There is evidence that gangs have infiltrated security forces in El Salvador. Data from the Salvadoran Defense Ministry show that between 2005 and 2015, 435 members of the armed forces, 39 police cadets, and nine active officers were dismissed for being gang members, with numbers rising over time. Several investigations have turned up instances of police officers working as hitmen for gangs or in connection with robberies.

The Question of Membership

This decentralized model makes gang membership an especially slippery concept in Central America, and thus a problematic metric on which to base U.S. deportation priorities. The FBI has at one point estimated MS-13 membership in the United States at 10,000. In Central America, estimates of total membership vary widely, from 100,000 across El Salvador, Guatemala, and Honduras to as many as 500,000 individuals tied to gangs in El Salvador alone, according to one PNC estimate. These improbably round numbers point to the roughness of any such estimates. Furthermore, full-fledged gang members—or “homies,” in the gangs’ parlance—are surely a relative minority, including only those who have gone through initiation rituals and are understood to be in the gang for life. If indeed 500,000 people in El Salvador are tied to gangs, it is safe to say that most of them are not formal members of MS-13 or Barrio 18.

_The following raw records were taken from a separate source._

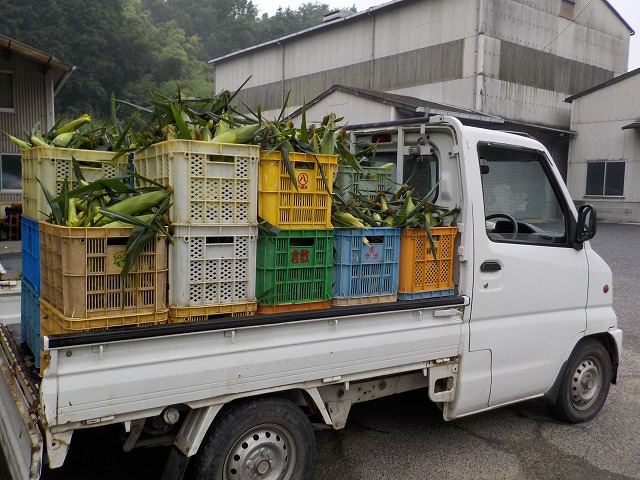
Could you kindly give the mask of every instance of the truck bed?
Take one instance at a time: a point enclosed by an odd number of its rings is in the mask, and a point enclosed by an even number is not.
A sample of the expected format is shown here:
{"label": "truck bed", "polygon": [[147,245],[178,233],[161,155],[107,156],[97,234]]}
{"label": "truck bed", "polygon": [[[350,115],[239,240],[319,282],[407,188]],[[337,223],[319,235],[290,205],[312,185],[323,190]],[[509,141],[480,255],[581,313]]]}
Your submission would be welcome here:
{"label": "truck bed", "polygon": [[[0,356],[3,388],[26,369],[19,390],[32,393],[21,393],[25,408],[6,412],[0,427],[16,436],[4,419],[19,414],[27,430],[70,440],[76,429],[149,418],[170,405],[197,409],[280,390],[426,375],[436,360],[460,354],[466,304],[451,296],[44,337],[50,361],[39,382],[9,339]],[[21,367],[5,368],[9,357]],[[32,441],[41,455],[42,440]]]}

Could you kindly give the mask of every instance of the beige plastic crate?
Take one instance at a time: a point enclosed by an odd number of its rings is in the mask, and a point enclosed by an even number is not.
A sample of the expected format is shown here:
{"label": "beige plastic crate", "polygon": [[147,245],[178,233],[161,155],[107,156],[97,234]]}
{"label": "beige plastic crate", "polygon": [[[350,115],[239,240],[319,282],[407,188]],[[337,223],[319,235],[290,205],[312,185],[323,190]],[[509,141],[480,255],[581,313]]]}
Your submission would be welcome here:
{"label": "beige plastic crate", "polygon": [[40,222],[40,296],[63,317],[143,314],[167,307],[167,240],[157,236],[124,280],[132,228],[72,228]]}

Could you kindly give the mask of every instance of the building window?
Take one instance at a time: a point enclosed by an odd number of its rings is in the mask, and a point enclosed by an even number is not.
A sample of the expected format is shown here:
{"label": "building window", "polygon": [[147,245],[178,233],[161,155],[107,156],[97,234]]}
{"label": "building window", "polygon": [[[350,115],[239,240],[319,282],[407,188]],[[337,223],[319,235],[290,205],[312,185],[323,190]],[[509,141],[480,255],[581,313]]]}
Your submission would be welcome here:
{"label": "building window", "polygon": [[624,162],[587,163],[586,195],[624,195]]}
{"label": "building window", "polygon": [[0,70],[0,111],[13,111],[13,73]]}
{"label": "building window", "polygon": [[567,20],[575,18],[576,0],[560,0],[560,16]]}
{"label": "building window", "polygon": [[20,190],[22,188],[22,170],[20,155],[3,153],[0,169],[0,190]]}

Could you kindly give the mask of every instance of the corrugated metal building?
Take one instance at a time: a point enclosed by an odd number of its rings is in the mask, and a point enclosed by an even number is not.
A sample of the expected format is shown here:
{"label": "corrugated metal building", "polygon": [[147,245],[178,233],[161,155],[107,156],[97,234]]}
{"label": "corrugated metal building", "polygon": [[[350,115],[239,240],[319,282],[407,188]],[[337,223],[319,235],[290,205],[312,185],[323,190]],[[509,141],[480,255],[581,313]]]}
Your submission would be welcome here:
{"label": "corrugated metal building", "polygon": [[[55,123],[53,98],[73,67],[44,52],[0,35],[0,131],[22,138],[40,122]],[[0,134],[0,204],[21,200],[20,149]],[[2,208],[2,214],[4,208]]]}
{"label": "corrugated metal building", "polygon": [[567,98],[572,105],[567,184],[608,222],[640,222],[640,69]]}
{"label": "corrugated metal building", "polygon": [[568,128],[564,99],[626,72],[633,33],[606,0],[395,0],[337,17],[211,60],[216,85],[251,76],[240,98],[265,111],[341,84]]}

From the gangs’ perspectives, though, anyone living in the Central American neighborhoods in which they operate is under their domain and can be forced into some kind of service. This can include giving extortion payments (or “rent”) as well as providing information, shelter, transport, or being forced to play some more active role in criminal activities. Since gangs often act as these neighborhoods’ de facto governing authority, simply living in an area with a gang presence can make one a target. Having a business can oblige them to provide extortion payments, vehicles, or other support. Having a teenage son can make someone a target of forced service, while teenage daughters may be forced into becoming a “gang girlfriend.” Having a house can oblige one to hide contraband. Those who resist recruitment or successfully leave may still be treated as gang members by rival gangs and police.

In U.S. immigration courts, it is not rare for asylum seekers who fled violence, extortion, or conscription to be treated as gang members themselves because they were compelled to do or give something to the local clica. U.S. policies also tend not to recognize the difficulties of leaving gangs, which regard membership as life-long. Former members may be treated as active participants and denied asylum, despite being marked for death by the gangs if they left without permission. There are some exceptions, such as evangelical churches in Central America that run intensive programs to facilitate gang exit.

In other words, gang membership is complicated, contextual, and rarely a black-or-white binary. Many individuals victimized by gangs may be forced to engage in activities which identify them as gang members themselves.

Yet in the face of U.S. political pressures to deny deportation relief to criminals, these nuances tend to go out the window. These fundamental misunderstandings can conflate victims with perpetrators, and result in handing the former over to the latter, with predictably tragic consequences. Ironically, inflating gang membership only enhances the authority of the gangs themselves, which thrive on the street cred provided to them by politicians in the United States and Central America who hype them as larger than life.